A critic who became a successful playwright and later got so bruised by reviews as his career subsided that he ended up committing suicide at the age of 60, William Inge has become one of the forgotten heroes of 20th-century American theatre.

The Glass Menagerie, the play that inspired him to turn to drama and made him a friend and protégé of Tennessee Williams, keeps coming around, but The Dark at the Top of the Stairs – which has much in common with Williams’s breakthrough hit – is hardly ever revived.
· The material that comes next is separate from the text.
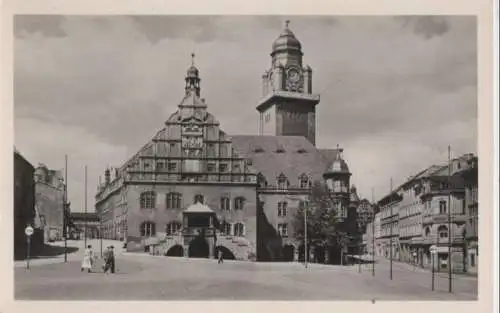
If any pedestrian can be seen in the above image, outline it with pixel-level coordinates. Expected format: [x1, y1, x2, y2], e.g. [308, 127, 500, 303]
[81, 245, 94, 273]
[102, 246, 111, 274]
[217, 250, 224, 264]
Full marks, then, to director Lisa Forrell and the Belgrade in Coventry for letting us see a work that enjoyed a Broadway run in 1957, staged by Elia Kazan, and was subsequently made into a film starring Angela Lansbury. If it doesn’t entirely escape the shadows cast by Williams’s masterpiece, its handling of vexed questions about marital breakdown, sexual awakening, parenting and prejudice still looks impressively outspoken even by today’s standards, while the play’s preoccupation with money, and what happens to relationships when there isn’t enough of it, feels incredibly apposite right now.

Rubin Flood (an imposingly stern Andrew Whipp) is a hatchet-faced horse-harness salesman grown bitter after 17 years of a sexless marriage – his sense of emasculation heightened by the oil millionaires springing up around him in 1920s Oklahoma. His plaintive wife, Cora (Caroline Faber, flickering brilliantly with uncertainty), can’t stop him flouncing off when they wrangle about the dollars she’s lavished on a party dress for their painfully shy daughter Reenie and about the floozy she thinks he’s seeing out on the road. Retreating upstairs, Reenie’s withdrawal from the world is matched by the hypersensitivity of her brother Sonny, whom Cora treats with Oedipal degrees of smothering love.

With the arrival of another figure of aching adolescent vulnerability – a Jewish gentleman caller who whisks the pretty wallflower off to a party, while attracting latent erotic attention from Sonny, too – Inge ups the melodrama. Yet thanks to terrific, truthful playing all round – with especially laudable performances from fresh-faced Philip Labey and Olivia Vinall as the frustrated mummy’s boy and his introverted sibling – the production, beautifully designed by Ruari Murchison, pumps deep reserves of recognisable anguish to the surface.

Forrell and her team may not have struck pure theatrical gold, but what they’ve homed in on is darkly compelling all the same.